Thursday, December 09, 2004

Some facts about your host that you might find interesting:

1. At the current pace, he does his laundry less than four times a year.

2. The host is currently experiencing sexual congress regularly with two individuals, with a steady average of four "encounters" a week between the two partners. This is due to functionality, and not part of any polyamorous relationship. In fact, your host's current expressions of sexual energy are largely a result of pure functionality. Hot and decidedly titillating functionality, needless to say, but largely an effort to regulate amounts of seminal fluid and corresponding levels of stupidity and violent self-directed rage. This strategy has proved largely successful.
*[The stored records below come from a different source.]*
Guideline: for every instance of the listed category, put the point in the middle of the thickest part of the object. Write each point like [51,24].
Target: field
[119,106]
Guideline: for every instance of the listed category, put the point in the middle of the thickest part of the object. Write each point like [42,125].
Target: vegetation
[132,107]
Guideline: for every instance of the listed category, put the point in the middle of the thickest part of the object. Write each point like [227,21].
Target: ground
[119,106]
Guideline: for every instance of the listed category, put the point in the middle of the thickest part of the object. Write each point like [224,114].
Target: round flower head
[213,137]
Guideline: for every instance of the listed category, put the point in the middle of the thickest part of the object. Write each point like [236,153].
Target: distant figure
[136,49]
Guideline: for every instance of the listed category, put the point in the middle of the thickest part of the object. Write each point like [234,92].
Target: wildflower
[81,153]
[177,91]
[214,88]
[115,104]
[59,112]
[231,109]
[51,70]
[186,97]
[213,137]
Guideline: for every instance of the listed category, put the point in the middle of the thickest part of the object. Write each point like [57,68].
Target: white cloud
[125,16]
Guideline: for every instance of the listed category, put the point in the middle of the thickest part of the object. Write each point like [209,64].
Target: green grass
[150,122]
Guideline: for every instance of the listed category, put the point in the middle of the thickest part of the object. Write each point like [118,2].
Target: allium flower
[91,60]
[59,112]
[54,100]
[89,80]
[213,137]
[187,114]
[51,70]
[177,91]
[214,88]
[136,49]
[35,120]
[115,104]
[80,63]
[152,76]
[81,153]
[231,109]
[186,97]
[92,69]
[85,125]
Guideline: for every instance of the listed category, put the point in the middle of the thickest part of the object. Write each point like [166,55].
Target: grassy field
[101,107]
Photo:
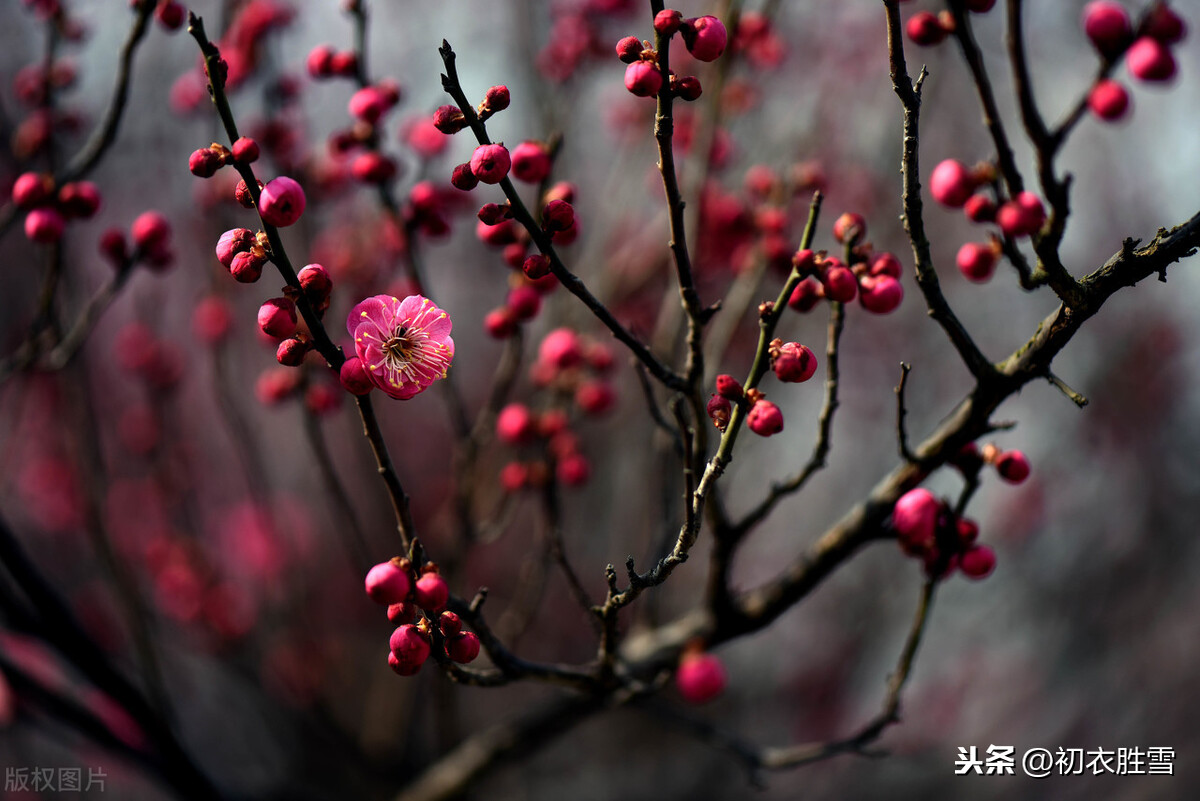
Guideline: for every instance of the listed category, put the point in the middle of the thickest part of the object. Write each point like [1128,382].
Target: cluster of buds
[928,529]
[1146,50]
[277,317]
[150,235]
[244,252]
[957,186]
[874,277]
[763,417]
[367,107]
[417,603]
[325,61]
[48,208]
[574,371]
[928,29]
[703,36]
[1011,465]
[549,437]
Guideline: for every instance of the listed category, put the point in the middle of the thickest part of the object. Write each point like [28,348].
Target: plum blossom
[405,344]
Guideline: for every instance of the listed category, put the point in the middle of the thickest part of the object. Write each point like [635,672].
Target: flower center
[397,349]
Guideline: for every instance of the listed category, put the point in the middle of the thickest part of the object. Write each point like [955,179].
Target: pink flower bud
[952,184]
[232,242]
[171,14]
[369,104]
[354,377]
[629,49]
[849,228]
[535,266]
[979,209]
[967,531]
[79,199]
[409,649]
[402,613]
[719,409]
[765,419]
[450,624]
[246,267]
[449,119]
[531,162]
[1108,100]
[1150,60]
[490,163]
[977,260]
[291,353]
[977,561]
[243,196]
[705,37]
[462,648]
[839,283]
[595,397]
[515,425]
[1021,216]
[281,203]
[915,519]
[245,150]
[388,583]
[499,323]
[277,318]
[729,387]
[204,162]
[43,224]
[150,232]
[793,363]
[807,295]
[372,167]
[688,88]
[316,284]
[496,100]
[1107,24]
[643,79]
[321,61]
[558,216]
[345,64]
[880,294]
[561,348]
[1164,24]
[431,592]
[701,678]
[667,22]
[1013,467]
[463,179]
[33,190]
[925,29]
[574,470]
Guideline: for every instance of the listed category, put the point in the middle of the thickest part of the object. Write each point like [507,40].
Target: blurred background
[187,465]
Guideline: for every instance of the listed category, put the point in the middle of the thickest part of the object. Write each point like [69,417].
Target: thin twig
[901,413]
[910,168]
[573,283]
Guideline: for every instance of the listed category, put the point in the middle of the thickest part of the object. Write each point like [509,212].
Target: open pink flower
[405,344]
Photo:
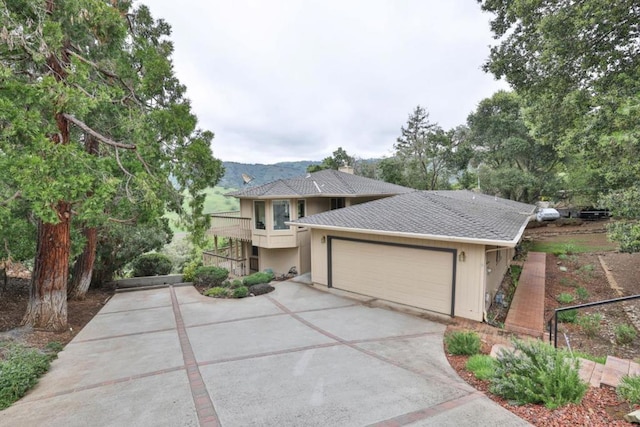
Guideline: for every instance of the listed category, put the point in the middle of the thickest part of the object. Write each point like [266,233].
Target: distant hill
[261,174]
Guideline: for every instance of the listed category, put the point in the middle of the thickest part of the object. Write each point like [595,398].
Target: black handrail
[577,307]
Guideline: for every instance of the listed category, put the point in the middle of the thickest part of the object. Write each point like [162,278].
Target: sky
[290,80]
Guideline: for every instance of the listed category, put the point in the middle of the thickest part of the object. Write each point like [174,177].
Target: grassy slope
[214,202]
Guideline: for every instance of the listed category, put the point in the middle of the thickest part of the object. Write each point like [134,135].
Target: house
[259,236]
[442,251]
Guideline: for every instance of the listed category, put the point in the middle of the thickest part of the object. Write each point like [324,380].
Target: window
[259,214]
[280,214]
[337,203]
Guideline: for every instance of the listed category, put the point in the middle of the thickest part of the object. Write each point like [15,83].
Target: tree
[427,152]
[77,70]
[577,65]
[515,164]
[338,159]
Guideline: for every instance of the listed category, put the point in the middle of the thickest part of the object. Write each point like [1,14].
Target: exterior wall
[497,262]
[470,273]
[278,260]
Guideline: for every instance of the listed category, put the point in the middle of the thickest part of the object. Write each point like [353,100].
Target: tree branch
[96,135]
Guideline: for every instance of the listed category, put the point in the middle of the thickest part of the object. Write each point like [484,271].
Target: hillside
[261,174]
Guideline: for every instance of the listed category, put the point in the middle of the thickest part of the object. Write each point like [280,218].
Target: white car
[547,214]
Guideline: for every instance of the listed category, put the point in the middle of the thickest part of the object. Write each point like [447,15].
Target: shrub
[535,372]
[151,265]
[481,365]
[629,389]
[261,288]
[462,343]
[625,334]
[257,278]
[582,293]
[590,324]
[240,292]
[19,371]
[565,298]
[217,292]
[567,316]
[210,276]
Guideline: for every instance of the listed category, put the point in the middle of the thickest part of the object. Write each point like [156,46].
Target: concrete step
[616,368]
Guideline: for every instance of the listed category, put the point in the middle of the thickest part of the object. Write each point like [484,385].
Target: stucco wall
[470,273]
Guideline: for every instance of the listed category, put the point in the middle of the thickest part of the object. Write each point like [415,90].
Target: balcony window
[280,214]
[259,214]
3. He regularly consumes somewhere between 30 and 50 alcoholic beverages a week. This level has held steady since the Summer of 2003, and was directly preceeded by a robust escalation beginning in the fall of the year of our lord 2001.
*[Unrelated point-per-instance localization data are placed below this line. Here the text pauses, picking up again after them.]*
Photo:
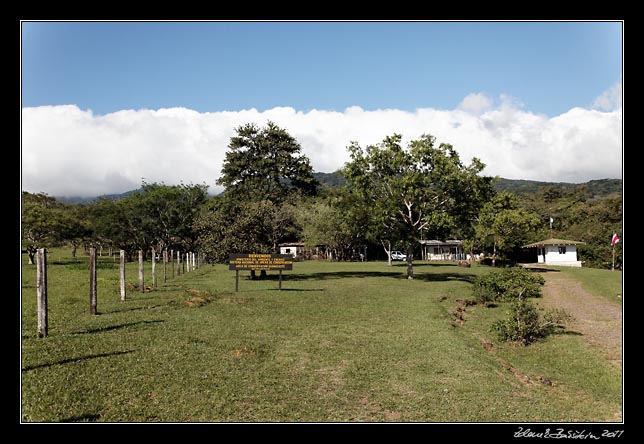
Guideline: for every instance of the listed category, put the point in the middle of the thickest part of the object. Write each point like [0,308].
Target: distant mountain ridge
[598,187]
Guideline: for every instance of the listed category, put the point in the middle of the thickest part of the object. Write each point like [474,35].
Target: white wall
[553,255]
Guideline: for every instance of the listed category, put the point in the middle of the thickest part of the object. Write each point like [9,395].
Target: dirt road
[597,319]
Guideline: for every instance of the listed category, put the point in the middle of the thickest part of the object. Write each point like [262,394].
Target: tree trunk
[31,253]
[410,260]
[387,250]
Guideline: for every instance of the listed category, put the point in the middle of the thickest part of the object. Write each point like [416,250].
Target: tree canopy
[266,164]
[421,188]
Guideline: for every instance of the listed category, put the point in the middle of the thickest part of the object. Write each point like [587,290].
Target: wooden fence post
[122,274]
[141,282]
[165,266]
[41,290]
[92,280]
[154,270]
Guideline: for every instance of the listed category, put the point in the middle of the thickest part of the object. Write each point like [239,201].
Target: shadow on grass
[564,332]
[78,359]
[116,327]
[427,277]
[145,307]
[299,289]
[536,269]
[87,417]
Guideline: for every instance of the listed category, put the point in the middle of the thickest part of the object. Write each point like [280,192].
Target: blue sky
[549,67]
[108,104]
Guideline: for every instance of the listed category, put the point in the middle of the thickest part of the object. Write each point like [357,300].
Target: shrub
[525,324]
[507,284]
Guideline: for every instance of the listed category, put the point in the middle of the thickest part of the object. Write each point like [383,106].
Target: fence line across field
[192,259]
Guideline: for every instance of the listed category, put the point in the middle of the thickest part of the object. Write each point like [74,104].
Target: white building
[292,248]
[434,250]
[556,252]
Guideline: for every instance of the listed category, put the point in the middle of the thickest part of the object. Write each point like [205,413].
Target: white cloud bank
[70,152]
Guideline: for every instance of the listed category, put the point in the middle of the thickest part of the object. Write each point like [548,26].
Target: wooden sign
[260,262]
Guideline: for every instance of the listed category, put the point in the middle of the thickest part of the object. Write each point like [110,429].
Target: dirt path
[598,320]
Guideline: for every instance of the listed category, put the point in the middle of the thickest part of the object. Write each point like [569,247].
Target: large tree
[422,188]
[266,164]
[503,226]
[41,221]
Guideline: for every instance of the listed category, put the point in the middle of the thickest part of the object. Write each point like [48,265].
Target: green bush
[507,284]
[525,324]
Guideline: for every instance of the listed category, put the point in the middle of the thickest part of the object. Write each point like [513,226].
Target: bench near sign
[258,262]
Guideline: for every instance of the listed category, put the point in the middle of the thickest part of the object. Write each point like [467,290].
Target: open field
[342,342]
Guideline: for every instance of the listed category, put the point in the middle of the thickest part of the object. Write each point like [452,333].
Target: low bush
[526,324]
[507,284]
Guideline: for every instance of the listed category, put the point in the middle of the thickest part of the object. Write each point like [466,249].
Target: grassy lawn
[342,342]
[604,283]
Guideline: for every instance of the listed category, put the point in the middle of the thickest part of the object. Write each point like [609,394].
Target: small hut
[557,252]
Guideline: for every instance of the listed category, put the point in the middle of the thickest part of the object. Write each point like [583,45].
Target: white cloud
[68,151]
[611,99]
[475,103]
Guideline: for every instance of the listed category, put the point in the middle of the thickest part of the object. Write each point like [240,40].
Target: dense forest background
[589,212]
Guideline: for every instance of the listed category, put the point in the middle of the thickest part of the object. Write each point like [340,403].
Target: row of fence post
[185,263]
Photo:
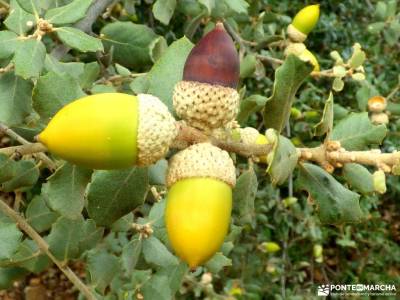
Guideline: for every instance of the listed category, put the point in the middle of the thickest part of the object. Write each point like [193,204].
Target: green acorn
[303,23]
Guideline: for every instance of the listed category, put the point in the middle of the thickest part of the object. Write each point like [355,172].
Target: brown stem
[24,149]
[44,247]
[329,155]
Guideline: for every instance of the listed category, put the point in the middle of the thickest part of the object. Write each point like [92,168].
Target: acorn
[207,98]
[380,118]
[199,202]
[250,135]
[303,23]
[377,104]
[111,131]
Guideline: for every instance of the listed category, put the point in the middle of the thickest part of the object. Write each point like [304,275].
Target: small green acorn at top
[303,23]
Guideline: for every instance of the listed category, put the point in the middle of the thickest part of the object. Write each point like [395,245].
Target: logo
[356,290]
[323,290]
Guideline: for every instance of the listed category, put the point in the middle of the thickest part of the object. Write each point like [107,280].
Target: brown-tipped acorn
[206,98]
[213,60]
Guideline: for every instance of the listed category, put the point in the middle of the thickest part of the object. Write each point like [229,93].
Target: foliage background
[368,252]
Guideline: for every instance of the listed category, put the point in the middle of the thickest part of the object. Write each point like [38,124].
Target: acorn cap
[205,106]
[156,130]
[248,135]
[296,35]
[380,118]
[214,60]
[201,160]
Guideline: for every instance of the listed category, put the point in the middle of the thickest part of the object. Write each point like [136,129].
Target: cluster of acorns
[115,130]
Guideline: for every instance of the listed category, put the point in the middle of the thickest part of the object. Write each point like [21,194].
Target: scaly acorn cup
[111,131]
[300,50]
[206,98]
[303,23]
[199,202]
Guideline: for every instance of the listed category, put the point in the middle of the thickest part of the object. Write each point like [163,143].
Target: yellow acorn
[303,23]
[377,104]
[206,98]
[110,131]
[250,135]
[270,247]
[199,203]
[300,50]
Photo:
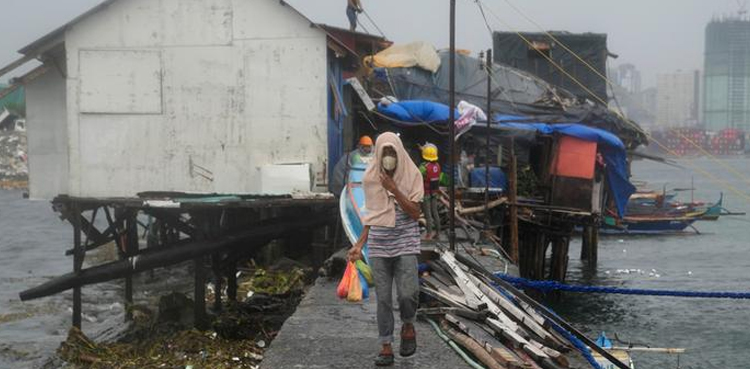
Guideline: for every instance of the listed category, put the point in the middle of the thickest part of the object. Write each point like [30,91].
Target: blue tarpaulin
[612,149]
[416,111]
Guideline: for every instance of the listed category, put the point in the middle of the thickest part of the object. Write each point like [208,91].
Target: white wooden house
[211,96]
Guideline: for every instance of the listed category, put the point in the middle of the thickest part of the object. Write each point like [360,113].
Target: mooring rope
[577,343]
[549,286]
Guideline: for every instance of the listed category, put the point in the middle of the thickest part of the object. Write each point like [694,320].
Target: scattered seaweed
[241,331]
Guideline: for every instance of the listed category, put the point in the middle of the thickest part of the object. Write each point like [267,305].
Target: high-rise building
[726,102]
[677,99]
[532,52]
[628,77]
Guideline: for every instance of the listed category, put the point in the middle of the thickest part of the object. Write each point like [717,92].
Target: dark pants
[431,216]
[351,13]
[403,271]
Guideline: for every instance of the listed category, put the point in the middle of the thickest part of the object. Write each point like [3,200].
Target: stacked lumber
[499,326]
4. The host experiences two or three dreams every week featuring one, and often all, of the following elements: a large cache of high-powered weapons, the bookstore where he used to work, an alien race made up of huge lizard beasts covered in white fur, bicycle messenger assasination squads, tornados, the bodies of his friends and loved ones ripped apart like ripe fruit before his eyes, and finally revenge in a spectacular globalthermalnuclear fashion. Needless to say, sleeping the last few weeks has been fun.

5. When, that is, your host can sleep at all. Approximately half of the host's time spent in bed in the last few weeks has been in a state of insomnia-induced "he wants to sleep but he can't sleep" catatonia. This catatonia averages about 2 1/2 hours per night, after which either the host falls into a thin slumber or gives up the ghost completely to smoke cigarettes and watch the late night rerun of Lou Dobbs Tonight.